In Trusts & Estates this week, we’ve been talking about intestate succession, that is, what happens to your property if you die without a will. This has involved a bunch of examples such as “If D dies intestate and is survived by B, C, X, Y, and Z but is predeceased by A…” It also involves looking at family charts and using a handy thing called a consanguinity table (a visual representation of how extended family members are related to a specific person).

And it requires a lot of mental division of inheritance shares, which can be tricky to keep track of. When one of us gets the proportions mixed up, it is often (as my professor phrases it) “a math problem, not a legal problem.”

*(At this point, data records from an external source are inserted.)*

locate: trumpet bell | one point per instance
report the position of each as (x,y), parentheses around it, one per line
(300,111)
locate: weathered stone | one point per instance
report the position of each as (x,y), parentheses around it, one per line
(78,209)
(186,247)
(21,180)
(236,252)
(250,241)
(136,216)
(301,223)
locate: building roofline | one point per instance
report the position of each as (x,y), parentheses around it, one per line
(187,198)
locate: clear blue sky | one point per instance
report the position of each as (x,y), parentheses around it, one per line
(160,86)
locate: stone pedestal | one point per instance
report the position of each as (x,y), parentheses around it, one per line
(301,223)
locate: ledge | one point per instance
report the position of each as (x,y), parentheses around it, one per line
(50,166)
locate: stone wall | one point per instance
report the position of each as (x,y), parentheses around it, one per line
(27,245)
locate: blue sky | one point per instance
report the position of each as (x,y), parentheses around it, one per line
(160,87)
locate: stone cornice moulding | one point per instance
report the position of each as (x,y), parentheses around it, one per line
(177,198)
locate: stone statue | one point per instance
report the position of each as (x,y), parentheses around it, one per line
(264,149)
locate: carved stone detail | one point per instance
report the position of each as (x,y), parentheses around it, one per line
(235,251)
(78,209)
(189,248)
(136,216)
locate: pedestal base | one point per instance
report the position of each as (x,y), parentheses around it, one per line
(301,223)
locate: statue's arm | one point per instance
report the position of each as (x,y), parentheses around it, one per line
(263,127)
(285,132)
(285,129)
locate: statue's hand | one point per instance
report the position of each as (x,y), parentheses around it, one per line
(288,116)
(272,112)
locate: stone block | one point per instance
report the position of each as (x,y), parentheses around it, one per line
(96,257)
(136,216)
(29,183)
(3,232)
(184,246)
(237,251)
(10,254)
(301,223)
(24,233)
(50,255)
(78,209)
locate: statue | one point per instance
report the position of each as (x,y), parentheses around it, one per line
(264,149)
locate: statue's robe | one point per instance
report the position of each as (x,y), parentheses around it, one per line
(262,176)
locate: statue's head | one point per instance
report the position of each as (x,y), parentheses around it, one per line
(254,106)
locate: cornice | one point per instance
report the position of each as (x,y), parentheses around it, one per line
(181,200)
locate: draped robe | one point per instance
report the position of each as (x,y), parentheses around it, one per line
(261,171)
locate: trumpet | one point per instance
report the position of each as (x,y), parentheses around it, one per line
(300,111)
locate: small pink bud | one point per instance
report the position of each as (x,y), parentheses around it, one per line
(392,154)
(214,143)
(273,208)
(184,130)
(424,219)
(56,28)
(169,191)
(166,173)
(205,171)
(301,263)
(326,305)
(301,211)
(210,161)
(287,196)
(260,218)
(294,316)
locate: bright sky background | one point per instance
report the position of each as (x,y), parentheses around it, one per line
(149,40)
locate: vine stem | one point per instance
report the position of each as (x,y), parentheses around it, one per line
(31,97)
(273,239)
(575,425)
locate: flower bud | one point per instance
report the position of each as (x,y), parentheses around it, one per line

One of the inheritance systems we’ve learned uses “parentelas.” The first parentela is the decedent and his/her spouse and children; the second is the decedent’s parents and their children; the third is the decedent’s grandparents and their children; etc. So if there are no living members in the first parentela, you look in the second. If there are no living members there, you look in the third. My professor suggested we think of it as the “tarantula” system, which has been an effective image for getting it stuck in my brain.

We also learned about “per stirpes,” which rhymes with Slurpees but is much less exciting (and not worth explaining.)

When all else fails, there’s the usual fall-back: if there are no living relatives, the property goes to the state. The official word is “escheats”; I don’t know whether its similarity to the word cheating is a coincidence. Virginia, however, is dedicated to the idea that the Commonwealth should not step in and take private property. Virginia will apparently keep going down your family line to infinity looking for relatives to give your possessions to.

In any case, intestate succession is all potentially very complicated and messy. Moral of Trusts & Estates: make a will.

* * * * *

Professor quotation of the week (during Business Associations): “You’ll see this happen all the time if you go into corporate law, which I hope you DO because if you don’t defend faceless multi-national corporations, who will?”